2025-2035 is the decade of agents

A couple of days ago, @karpathy delivered an inspiring keynote at YC Startup School that felt, in many ways, like a lighthouse for the AI industry. If you don't have time to watch the full talk, at least spend ten minutes on a reliable recap. Karpathy's value lies not in universal accuracy but in his rare ability to spark broader, more imaginative discussion across the community.

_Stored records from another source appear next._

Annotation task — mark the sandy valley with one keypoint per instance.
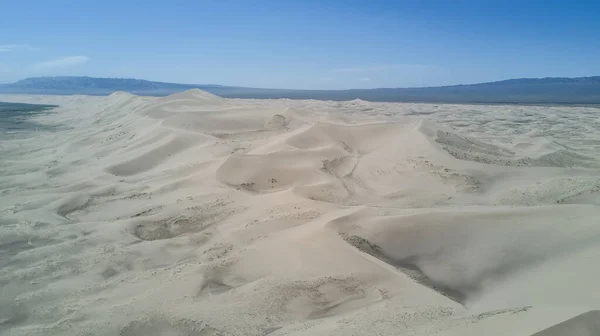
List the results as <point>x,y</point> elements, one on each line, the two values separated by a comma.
<point>197,215</point>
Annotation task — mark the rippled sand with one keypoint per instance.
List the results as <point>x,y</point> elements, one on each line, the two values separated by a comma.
<point>197,215</point>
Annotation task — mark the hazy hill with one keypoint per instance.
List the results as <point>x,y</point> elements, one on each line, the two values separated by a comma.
<point>582,90</point>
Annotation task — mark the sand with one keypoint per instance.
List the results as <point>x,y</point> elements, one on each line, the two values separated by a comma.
<point>196,215</point>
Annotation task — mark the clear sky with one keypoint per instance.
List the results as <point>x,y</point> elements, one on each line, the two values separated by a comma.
<point>301,43</point>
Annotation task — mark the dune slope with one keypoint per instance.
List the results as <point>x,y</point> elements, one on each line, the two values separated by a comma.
<point>196,215</point>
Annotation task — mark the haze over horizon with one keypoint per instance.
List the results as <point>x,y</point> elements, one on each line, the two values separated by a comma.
<point>337,45</point>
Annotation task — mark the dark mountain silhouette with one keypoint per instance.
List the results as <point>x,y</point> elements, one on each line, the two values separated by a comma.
<point>552,90</point>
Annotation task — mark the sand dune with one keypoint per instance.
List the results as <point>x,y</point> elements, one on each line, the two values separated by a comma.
<point>197,215</point>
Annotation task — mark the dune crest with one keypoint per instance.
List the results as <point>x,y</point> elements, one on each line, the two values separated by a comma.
<point>197,215</point>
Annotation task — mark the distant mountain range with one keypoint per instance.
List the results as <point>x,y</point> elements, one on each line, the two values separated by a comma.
<point>582,90</point>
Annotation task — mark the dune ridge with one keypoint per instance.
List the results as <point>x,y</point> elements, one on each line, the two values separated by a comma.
<point>193,214</point>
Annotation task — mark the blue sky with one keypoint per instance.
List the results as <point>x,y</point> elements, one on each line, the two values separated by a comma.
<point>302,43</point>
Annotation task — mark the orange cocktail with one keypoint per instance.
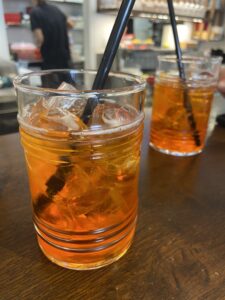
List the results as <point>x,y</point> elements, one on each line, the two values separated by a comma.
<point>172,130</point>
<point>84,177</point>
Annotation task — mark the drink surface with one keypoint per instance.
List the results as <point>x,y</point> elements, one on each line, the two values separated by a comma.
<point>83,181</point>
<point>170,128</point>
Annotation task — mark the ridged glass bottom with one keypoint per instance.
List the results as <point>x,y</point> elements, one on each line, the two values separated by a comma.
<point>89,266</point>
<point>174,153</point>
<point>85,251</point>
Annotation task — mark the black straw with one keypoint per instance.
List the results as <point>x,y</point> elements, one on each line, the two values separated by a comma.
<point>187,103</point>
<point>109,55</point>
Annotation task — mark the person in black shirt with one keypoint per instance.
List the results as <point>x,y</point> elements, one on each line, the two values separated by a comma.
<point>49,26</point>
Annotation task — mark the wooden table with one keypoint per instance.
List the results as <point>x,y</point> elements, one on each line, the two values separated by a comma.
<point>179,247</point>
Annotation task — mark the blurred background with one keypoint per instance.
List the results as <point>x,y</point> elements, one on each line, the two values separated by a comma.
<point>148,34</point>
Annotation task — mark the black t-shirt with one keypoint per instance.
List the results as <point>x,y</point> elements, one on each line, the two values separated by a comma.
<point>55,49</point>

His central message highlights a shift already in motion: large language models are becoming the operating systems of our era. Tools like Cursor and ChatGPT have slipped into everyday workflows, and a new developer stack has formed around them—API calls, prompt design, and agent orchestration. In that sense, building with LLMs today mirrors the early days of writing software for macOS or Windows.

Beyond AGI Anxiety

Public anxiety still lingers around AGI and job loss, yet major tech firms have quietly dialed back the AGI rhetoric. They now recognize that raw model "intelligence" is only part of the story; true breakthroughs come from applications that make life easier for eight billion people. LLMs already draft documents, generate slide decks, and accelerate research—tasks that would have sounded like science fiction two years ago.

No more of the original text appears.